I always wanted to try fly fishing, but never really understood where to start. On my recent trip to Colorado, I decided to try a guided fly-fishing activity and it was an absolutely thrilling experience. My friend mentioned an interesting point about fly-fishing saying it is only second to golf as an expensive sport. I was surprised at this point and believed the equipment is expensive, but the guided activity made it look so easy and inexpensive.
What did fly fishing help me realize about partnerships? Product development, like fly-fishing, is a high-risk activity where risk to reward is difficult to efficiently manage. As I realized I may or may not have been successful in fly fishing with a high cost, I made the connection that this can also happen in product development. Regardless of the results in any product development, it is important to evaluate the entire journey to see where inefficiencies occurred and where improvements can be made for future product roadmaps. This is all the truer in real-time collaboration networks and the solution to this issue is building the right partnerships, like the expert guide who assisted me in my fly-fishing experience.
As we all know, Unified Communication and Collaboration space is changing rapidly. Cloud architecture enables continuous change and innovation as many of the cloud offers are introducing new features or updates every two to four weeks. That is an exponential shift from when solutions providers had one or two releases yearly. Product managers are consistently challenged to innovate to stay competitive in the market. They are rethinking entire processes in this new paradigm to bring those features and services to market faster. Acceleration is the market differentiator as agility and scalability are essential to be successful.

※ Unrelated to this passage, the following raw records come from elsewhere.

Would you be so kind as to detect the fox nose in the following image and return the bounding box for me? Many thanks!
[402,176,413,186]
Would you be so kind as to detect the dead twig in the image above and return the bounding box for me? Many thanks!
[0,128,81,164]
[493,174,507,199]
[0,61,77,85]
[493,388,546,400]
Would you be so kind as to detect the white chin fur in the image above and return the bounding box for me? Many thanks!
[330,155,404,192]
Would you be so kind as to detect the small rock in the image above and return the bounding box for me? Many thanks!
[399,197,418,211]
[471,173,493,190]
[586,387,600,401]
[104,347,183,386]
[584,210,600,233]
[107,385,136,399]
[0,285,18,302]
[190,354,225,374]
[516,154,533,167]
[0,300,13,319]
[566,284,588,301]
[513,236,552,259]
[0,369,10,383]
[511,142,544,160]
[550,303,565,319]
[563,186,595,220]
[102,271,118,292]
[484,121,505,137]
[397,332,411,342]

Collaboration solution providers should have the ability to experiment with their solutions in various configurations, validate them, and if they work, take them to market faster. Years ago a new service could take months or even years to hit the market, but a new approach is required to experiment quickly and bring them to market faster. Success for providers requires the following three elements for this new approach:
- Readily available systems and configurations to perform integration
- Integration knowledge for rapid experimentation
- Automation to perform scalable, end-to-end validation of the new features and services
Systems and configurations for complex communication cost time and money to establish and maintain. Many times, product teams lose valuable time in capital equipment procurement to build the systems so experimentation can start. Instead, companies should look for a partner who can provide and maintain those systems for rapid validation. Traditionally, companies use the idea of building and maintaining in-house, but this concept usually causes delays and lacks agility.
Integration knowledge is all about knowing the pitfalls, workarounds, and small tricks to successfully configure a complex communication system while maintaining quality and reliability. In today’s era of continuous change, it is difficult to maintain on-demand access and knowledge of third-party systems. Partnering with a third party that can provide the systems and expertise to configure and maintain these complex configurations will save invaluable time, bring agility to projects, and accelerate timelines of services and features.
Finally, scalability can only be achieved through automation as it is the most critical function to ensure end-to-end readiness for new features or services. Automation, critical during this time of continuous change because it helps accelerate the validation phase and puts the service or offer at a competitive advantage by speeding up time to market.
By having all three of these elements, one can start to continuously innovate and compete in this dynamically changing collaboration landscape. Furthermore, the epiphany I had from the guided fly-fishing activity is how product development is a high-risk activity where success and cost-efficiency is not guaranteed With the right partnerships, collaboration solutions providers can lower risk while increasing reward potential, lower costs pushing products to market, and accelerate roadmaps without loss in quality or reliability.
What do you think? What alternative approaches can help bring new products to market faster while maintaining quality and reliability?